PROLOGUE
She had to get away. It had been six years since Audrey had graduated from the Cooper Union School of Art, four since acquiring a Masters in Library Science for the Arts from Pratt, and two years since she could remember the names of everyone she had slept with. At the age of twenty-eight, Audrey was finding self-reflection in the most disturbing places and decided to do something about it. She would make the out-of-character and ultimate romantic gesture: move to the Midwest, purge, take a look at what was left beyond the toxins, and then come back and let herself slowly and unavoidably get polluted again.

There were perhaps two distinct incidents the year before the relocation decision that lead to this quarter-life metro-crisis. Both involved men. And rent.

First, at an alarming and ultimately life-changing gynecological exam, Audrey learned, to her horror, that she had contracted both chlamydia and gonorrhea. The sexually transmitted diseases were gone from her system after three excruciating weeks of abstinence from both sex and alcohol, at which point Audrey learned how boring and dirty New York clubs and exclusive parties were, and how it felt to interact with men with whom you had no chance of sleeping. The significantly older gentlemen, celebrities, the live-in fiancés of other girls, the men who are normally characterized as unpotential sexual partners, were for some reason under a different classification for Audrey. She was after all, a librarian, and it was her job to categorize the true character of things by the most specific criteria. William, her ex and first college love, currently living with his girlfriend in Greenpoint, was not filed under “unavailable” but rather, “usually occupied.” 

One can imagine, therefore, that when Audrey transmitted to Will the aforementioned power couple of vaginal dysfunction, things got a little complicated. When the girlfriend acquired the surprises and yet nonetheless continued her romantic and domestic partnership with Will, things got a little confusing. When Will explained to Audrey in their final conversation that neither he nor said girlfriend could afford a New York one-bedroom that wasn’t shared by two people and decided it would be easier to forgive and forget than endure such a drastic change in lifestyle, Audrey knew she had to take a vacation.

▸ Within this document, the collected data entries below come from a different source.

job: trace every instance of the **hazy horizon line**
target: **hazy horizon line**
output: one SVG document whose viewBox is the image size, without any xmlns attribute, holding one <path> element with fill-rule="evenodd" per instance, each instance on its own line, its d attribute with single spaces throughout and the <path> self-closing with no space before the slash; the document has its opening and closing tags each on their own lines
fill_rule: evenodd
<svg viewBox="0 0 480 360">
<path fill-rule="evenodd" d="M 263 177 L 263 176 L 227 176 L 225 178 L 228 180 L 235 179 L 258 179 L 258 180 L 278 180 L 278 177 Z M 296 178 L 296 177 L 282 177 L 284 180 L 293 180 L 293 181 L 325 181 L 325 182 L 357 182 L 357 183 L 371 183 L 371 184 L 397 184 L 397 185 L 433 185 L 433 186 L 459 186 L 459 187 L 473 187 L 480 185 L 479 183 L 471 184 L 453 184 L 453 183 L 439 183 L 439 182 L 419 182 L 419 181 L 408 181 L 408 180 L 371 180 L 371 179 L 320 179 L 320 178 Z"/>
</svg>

The second incident was, quite simply, a “not-boyfriend” becoming a “live-in boyfriend” following the loss of his irregular installation job at PS1. After “just crashing” for three weeks, Jacob, a one-time football star turned abstract painter, discovered that selling coke was an easier way to make money than part-time museum work, and left way more time for his canvases. As the paintings were stacking up and Audrey’s socks were disappearing, she knew it was time to move. Out of the city, away from the bad choices and lost nights, to a place where after working hundred-hour weeks between the library and her studio, she could be bone tired somewhere that was not always too noisy to sleep deeply.

That place, as it turned out, was Rochester, Minnesota. Thanks to the Mayo Clinic, the nation’s best and largest hospital, this was where patients went hoping for some miracle to keep them from dying. To Audrey, the position of Head Librarian for the Arts Collection opening that May, was just what the doctor ordered.